Von äußerster Vielfalt sind die Kirchen im Barnim. Jede ist anders, jede ein Unikat: die kleine mit dem wuchtigen Holzturm in Althüttendorf wie die riesige, vierschiffige, prachtvoll ausgestattete Backsteinhallenkirche St. Marien in Bernau, der gedrungen und behäbig wirkende spätromanische Feldsteinbau der Börnicker Dorfkirche ebenso wie die neogotisch ansehnlich und hoch aufragende Maria-Magdalenen-Kirche in Eberswaldes Stadtmitte, sowohl der schlicht langgestreckte Fachwerkbau von 1820 in Falkenberg als auch der imposante, mächtige, ehrfurchtgebietende Granitquaderbau der Kirche zu Heckelberg, welche (mit ihrem nachgewiesen von 1225 stammenden gesunden Eichenbauholz) zu den ältesten erhaltenen Baudenkmälern im Oberbarnim gehört.

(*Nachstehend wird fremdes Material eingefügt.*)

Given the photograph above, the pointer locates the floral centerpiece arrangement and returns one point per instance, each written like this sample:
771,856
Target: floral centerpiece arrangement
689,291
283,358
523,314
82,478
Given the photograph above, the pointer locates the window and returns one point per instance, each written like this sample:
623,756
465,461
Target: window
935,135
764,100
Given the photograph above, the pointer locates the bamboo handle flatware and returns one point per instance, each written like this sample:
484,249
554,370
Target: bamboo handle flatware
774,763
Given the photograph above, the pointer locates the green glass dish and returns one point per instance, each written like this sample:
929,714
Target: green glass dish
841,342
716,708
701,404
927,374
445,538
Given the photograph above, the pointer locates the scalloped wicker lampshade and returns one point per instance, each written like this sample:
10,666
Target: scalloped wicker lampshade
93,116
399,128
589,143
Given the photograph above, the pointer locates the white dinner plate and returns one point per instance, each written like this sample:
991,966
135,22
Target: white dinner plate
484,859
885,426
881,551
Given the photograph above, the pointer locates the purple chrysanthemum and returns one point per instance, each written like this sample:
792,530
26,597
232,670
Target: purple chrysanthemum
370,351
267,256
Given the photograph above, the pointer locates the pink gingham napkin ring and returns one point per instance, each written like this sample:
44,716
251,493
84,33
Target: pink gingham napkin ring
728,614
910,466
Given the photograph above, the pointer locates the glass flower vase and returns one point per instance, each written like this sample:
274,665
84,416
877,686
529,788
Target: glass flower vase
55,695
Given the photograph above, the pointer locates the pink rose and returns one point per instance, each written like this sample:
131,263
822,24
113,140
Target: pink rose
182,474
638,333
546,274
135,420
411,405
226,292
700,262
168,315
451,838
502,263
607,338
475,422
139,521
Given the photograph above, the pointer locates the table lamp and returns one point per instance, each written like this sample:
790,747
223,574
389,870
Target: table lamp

Geschaffen wurden die Kirchen und ihre Ausstattungen seit jeher von einheimischen Arbeitern, Handwerkern, Technikern und Künstlern, wie z. B. vom Britzer Tischlermeister Schaede, der im Jahre 1954 den Altar mit Kreuz, die Kanzel und die Taufe der Britzer Friedenskirche schuf. Bereits Mitte des 13. Jahrhunderts hatten Zisterzienser-Mönche des Klosters Lehnin gemeinsam mit Bauern und Landhandwerkern aus „Wandelitz“ und Umgebung Hand angelegt, um das heute noch erhaltene Granitgemäuer der Wandlitzer Kirche zu errichten. 1889 entwarf der Königliche Kreisbaumeister Düsterhaupt die neogotische Kirche Finow; den Altar mit messingnem Kruzifix stifteten 1891 die ortsansässigen Schulen. Die Orgel der Kirche zu Willmersdorf wurde 1858 vom Freienwalder Orgelbaumeister Mickley hergestellt. Auch nach außerhalb wurden Aufträge vergeben: Für die Orgel der Maria-Magdalenen-Kirche Eberswalde zum Beispiel arbeiteten die Berliner Orgelbauer Ernst Marx, der sie 1783 schuf, und Friedrich Marx, der sie 1824 umbaute, sowie die Bautzener Orgelbaufirma Eule zur großen Renovierung des Instruments. Einheimische Orgelbaufirmen waren ebenfalls beteiligt: Kienscherf mit Umbau und Instandsetzung 1852 und 1925, schließlich Ulrich Fahlberg 1986 zur gründlichen Überholung der gesamten Mechanik. Die Kleinorgel der Werneuchener Stadtpfarrkirche stammt von der Rochlitzer Firma Schmeißer, 1959; im gleichen Haus das Altarkreuz aus Messing vom berühmten Berliner Kunstschmied Fritz Kühn, die Glasmalereien des Chores vom Rostocker Künstler Lothar Mannewitz (1958-1960). Kein Geringerer jedoch als der Königlich-Preußische Geheime Oberbaurat Karl-Friedrich Schinkel zeichnete verantwortlich für die Entwürfe der im nordisch-gotisierenden Stil aus Backstein erbauten und verputzten Kirche zu Joachimsthal, welche nach verheerendem Stadtbrand von 1814 wieder aufgebaut werden mußte. Nach mannigfaltigen zeit-, witterungs-, brand- und kriegsbedingten Schäden an nicht wenigen der Gotteshäuser waren und sind immer wieder Reparaturen und Erneuerungen vorzunehmen, auch Erweiterungs- und Neubauten, technische Modernisierungen.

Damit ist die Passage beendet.